Thank you for your responses,
for chr in X {1..22}; do
plink --bfile MyData --chr "${chr}" --make-bed --out temp
if [ "${chr}" != "X" ]
then
srun --mem=8 --cpus-per-task=4 --partition=serial \
shapeit \
-check \
-B temp \
-M library/1000GP_Phase3/genetic_map_chr"${chr}"_combined_b37.txt \
--input-ref library/1000GP_Phase3/1000GP_Phase3_chr"${chr}".hap.gz library/1000GP_Phase3/1000GP_Phase3_chr"${chr}".legend.gz library/1000GP_Phase3/1000GP_Phase3.sample \
--exclude-snp Prephased/MyData_chr"${chr}"_alignments.snp.strand.exclude \
-T 8 ;
fi
done ;
rm temp.* ;
Hi, I wrote the code in the other threads. Can you show the first command for step 1? What is the error message(s) that you are receiving?
Hi Kevin,
Thanks for your message. I actually am doing the same steps. here is the code for the first step:
After this step, I get files data_qced_chr2_alignments.snp.strand.exclude" and "data_qced_chr2_alignments.snp.strand".

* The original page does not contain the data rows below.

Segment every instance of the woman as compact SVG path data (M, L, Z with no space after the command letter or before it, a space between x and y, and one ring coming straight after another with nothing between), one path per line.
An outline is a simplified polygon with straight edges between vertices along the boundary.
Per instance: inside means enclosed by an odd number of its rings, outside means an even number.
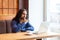
M33 26L27 20L26 9L20 9L12 20L12 32L33 31Z

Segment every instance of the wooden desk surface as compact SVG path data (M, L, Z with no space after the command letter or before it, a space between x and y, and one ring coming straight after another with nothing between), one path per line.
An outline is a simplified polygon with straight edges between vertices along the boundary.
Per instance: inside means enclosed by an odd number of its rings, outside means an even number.
M28 33L26 32L0 34L0 40L38 39L38 38L60 36L60 34L50 34L50 33L40 33L40 34L31 34L31 35L27 35L27 34Z

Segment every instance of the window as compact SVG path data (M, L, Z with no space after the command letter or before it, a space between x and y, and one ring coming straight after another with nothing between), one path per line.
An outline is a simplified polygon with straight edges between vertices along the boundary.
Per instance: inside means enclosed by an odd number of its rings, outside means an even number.
M18 9L17 0L0 0L0 15L16 14Z

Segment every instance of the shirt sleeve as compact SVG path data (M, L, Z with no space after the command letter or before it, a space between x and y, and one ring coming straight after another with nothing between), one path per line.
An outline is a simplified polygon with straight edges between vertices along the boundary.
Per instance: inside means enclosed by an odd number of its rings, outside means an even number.
M15 32L19 32L20 31L20 28L18 27L16 21L12 21L11 26L12 26L12 32L15 33Z
M28 31L34 31L34 27L28 22L27 25L26 25L26 30Z

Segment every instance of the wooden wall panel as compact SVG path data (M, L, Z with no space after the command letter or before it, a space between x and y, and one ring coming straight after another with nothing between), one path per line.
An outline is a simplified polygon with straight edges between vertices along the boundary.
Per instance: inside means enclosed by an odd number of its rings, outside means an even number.
M9 0L9 8L13 8L15 0Z
M14 0L14 8L17 8L18 5L17 2L18 2L17 0Z
M9 15L13 15L14 9L9 9Z

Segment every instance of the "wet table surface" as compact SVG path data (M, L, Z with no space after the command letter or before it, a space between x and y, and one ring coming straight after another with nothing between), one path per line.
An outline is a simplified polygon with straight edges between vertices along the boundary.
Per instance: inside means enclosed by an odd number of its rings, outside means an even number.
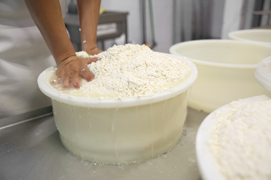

I use this file "_alignments.snp.strand.exclude" for the second round of shapeit -checks and I still get missing sites with variants saved in ".snp.strand.exclude".
and the output files is as below:
Parameters :
Reading SNPs to exclude from input file in [path/data_qced_chr5_alignments.snp.strand.exclude]
Reading site list in [PATH/qc_plink/unphased_chr/temp.bim]
Reading sample list in [PATH/qc_plink/unphased_chr/temp.fam]
Reading genotypes in [/PATH/qc_plink/unphased_chr/temp.bed]
Reading sample list [/PATH/1000GP_Phase3/1000GP_Phase3_chr5.legend.gz]
Reading SNPs in [PATH/1000GP_Phase3/1000GP_Phase3_chr5.hap.gz]
ERROR: Reference and Main panels are not well aligned:
Should I continue excluding variants with another round of shapeit -check and then prephasing? Or are these the new variants that should be used for the prephasing step (step3 in your codes) mentioned here: Phasing with SHAPEIT
Thanks,
Hello again. hmmm, the
--exclude-snp
does not actually remove variants; so, if you run it again, it will just produce the same result.I wonder have you done QC on your input data? Which array is it? Prior to doing the imputation, the code for which I shared here on Biostars in the other threads, I first performed QC, and then successfully pre-phased and imputed ImmunoChip and Illumina GSA again 1000 Genomes Phase III.
By QC, I mean filtering out variants with high missingness, multi-allelic records, duplicates, etc
You can also just try to proceed with the pre-phasing - not sure.
Thanks for your input. Yes I did the QC on the genotypes, ran shapeit -check, running step2! and I stopped here!
I thought that when we exclude variants in the second step, then the program should not produce additional variants.
My array is Infinium omni2.5, Illumina and I want to prophase and impute it against 1000G phase III.
un-alignments can affect imputation accuracy. I should probably redo everything just to make sure everything is running correctly.